Discovery and Engineering of Novel Antifungals from Microbiomes
This research area focuses on discovering novel antifungal compounds by exploring microbial communities and ancient microbiomes. It combines bioprospecting with biosynthetic pathway engineering to identify and optimize microbial gene clusters for the production of new bioactive natural products.
Paleobiotechnology
The Department Paleobiotechnology (PBT) aims to discover novel antiinfective agents, with a particular focus on antifungal compounds. The rapid spread of multidrug-resistant pathogens, including emerging fungal threats, requires fundamentally new strategies for drug discovery beyond classical screening approaches, which are limited by high rediscovery rates.
We pioneered a new field termed paleobiotechnology, an approach that adds deep evolutionary time to natural product discovery. By analyzing ancient DNA from archaeological materials such as dental calculus, we reconstruct prehistoric microbiomes and identify ancient biosynthetic gene clusters and antimicrobial peptide genes. These genes are synthetically reconstructed and expressed in modern microbial hosts, allowing us to resurrect and access previously untapped chemical diversity with antiinfective potential.
In parallel, we study polymicrobial and inter-kingdom interactions as drivers of secondary metabolite evolution. Using advanced imaging techniques, we visualize interactions between bacteria, fungi, and eukaryotic predators, with a particular focus on amoeba–bacteria predator–prey systems. By combining genome mining, fermentation, and state-of-the-art analytical chemistry, we identify and characterize natural products that function as chemical defenses and frequently display antifungal activity. Together, our work develops evolution-informed, ecology-driven routes toward next-generation antiinfective drug discovery.
We are seeking an excellent and enthusiastic postdoctoral researcher with a strong interest in the discovery of novel antifungal agents.
Biomolecular Chemistry
The Department Biomolecular Chemistry (BMC) integrates genome-driven natural product discovery, biosynthetic pathway analysis, and chemical biology to explore the rich metabolic potential of bacteria and fungi, with a focus on antiinfectives. By combining genome mining with state-of-the-art metabolomics, structural elucidation, and synthetic biology, the group uncovers cryptic secondary metabolites and dissects the enzymatic logic behind their formation. This multidisciplinary approach not only reveals potential drug candidates but also enables pathway engineering to generate structurally diverse molecules with potential therapeutic relevance.

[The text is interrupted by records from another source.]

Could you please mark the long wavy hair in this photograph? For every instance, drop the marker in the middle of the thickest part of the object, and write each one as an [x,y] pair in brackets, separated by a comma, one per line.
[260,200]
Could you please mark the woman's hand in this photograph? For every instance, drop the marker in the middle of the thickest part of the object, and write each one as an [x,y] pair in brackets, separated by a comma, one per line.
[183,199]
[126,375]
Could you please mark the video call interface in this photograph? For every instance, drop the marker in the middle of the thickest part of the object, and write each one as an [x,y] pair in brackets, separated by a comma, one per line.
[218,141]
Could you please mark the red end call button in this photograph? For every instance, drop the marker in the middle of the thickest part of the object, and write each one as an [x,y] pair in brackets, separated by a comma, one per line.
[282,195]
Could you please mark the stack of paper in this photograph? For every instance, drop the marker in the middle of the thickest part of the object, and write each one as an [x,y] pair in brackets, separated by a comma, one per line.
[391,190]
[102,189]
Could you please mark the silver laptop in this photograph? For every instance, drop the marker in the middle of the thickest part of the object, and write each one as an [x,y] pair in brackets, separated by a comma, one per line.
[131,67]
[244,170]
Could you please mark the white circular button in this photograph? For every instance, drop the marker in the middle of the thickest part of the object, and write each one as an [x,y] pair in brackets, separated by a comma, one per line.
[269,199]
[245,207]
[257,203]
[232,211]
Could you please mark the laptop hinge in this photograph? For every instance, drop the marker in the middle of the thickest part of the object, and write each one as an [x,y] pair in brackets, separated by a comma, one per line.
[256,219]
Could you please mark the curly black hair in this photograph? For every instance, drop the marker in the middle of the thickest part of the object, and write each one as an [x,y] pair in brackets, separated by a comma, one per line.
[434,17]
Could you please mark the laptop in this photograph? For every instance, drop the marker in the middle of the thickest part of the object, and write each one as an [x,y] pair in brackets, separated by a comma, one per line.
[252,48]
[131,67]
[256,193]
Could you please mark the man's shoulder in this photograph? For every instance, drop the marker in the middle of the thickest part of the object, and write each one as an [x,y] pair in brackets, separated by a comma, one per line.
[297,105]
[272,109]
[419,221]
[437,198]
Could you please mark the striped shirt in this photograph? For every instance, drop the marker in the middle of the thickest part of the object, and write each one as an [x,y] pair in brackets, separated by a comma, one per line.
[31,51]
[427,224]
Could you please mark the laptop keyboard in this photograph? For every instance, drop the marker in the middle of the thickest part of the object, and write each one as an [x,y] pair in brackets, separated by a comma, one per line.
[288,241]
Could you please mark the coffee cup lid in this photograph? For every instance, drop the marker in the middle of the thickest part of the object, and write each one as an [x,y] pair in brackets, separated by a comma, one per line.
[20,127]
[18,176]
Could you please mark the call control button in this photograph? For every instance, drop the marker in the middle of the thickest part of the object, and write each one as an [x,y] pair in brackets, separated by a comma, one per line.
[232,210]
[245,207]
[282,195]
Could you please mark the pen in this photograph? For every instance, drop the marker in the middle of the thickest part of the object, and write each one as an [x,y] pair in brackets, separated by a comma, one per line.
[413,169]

A major research direction of the department is the combination of genome mining with microbial ecology to harness metabolic diversity. The BMC investigates the molecular dialogues that occur in microbial interactions – whether competitive, cooperative, or symbiotic – and identifies the metabolites that mediate these processes. Through co-culture experiments, ecological modeling, and studies of host-associated microbes, the lab uncovers compounds that are activated only in the presence of specific partners and elucidates their roles in virulence, defense, and interspecies communication. These insights highlight how ecological pressures can unlock otherwise silent biosynthetic gene clusters.
Another expanding focus of the BMC is the exploration of anaerobic bacteria and their roles within microbiomes. Supported by advanced genome mining and innovative heterologous expression systems, the group uncovers specialized metabolites and biosynthetic pathways unique to oxygen-intolerant microbes, an area historically neglected due to technical challenges. Because anaerobes dominate many natural and host-associated microbiomes, this work offers a window into how their specialized biosynthetic potential influences microbial community structure and host physiology.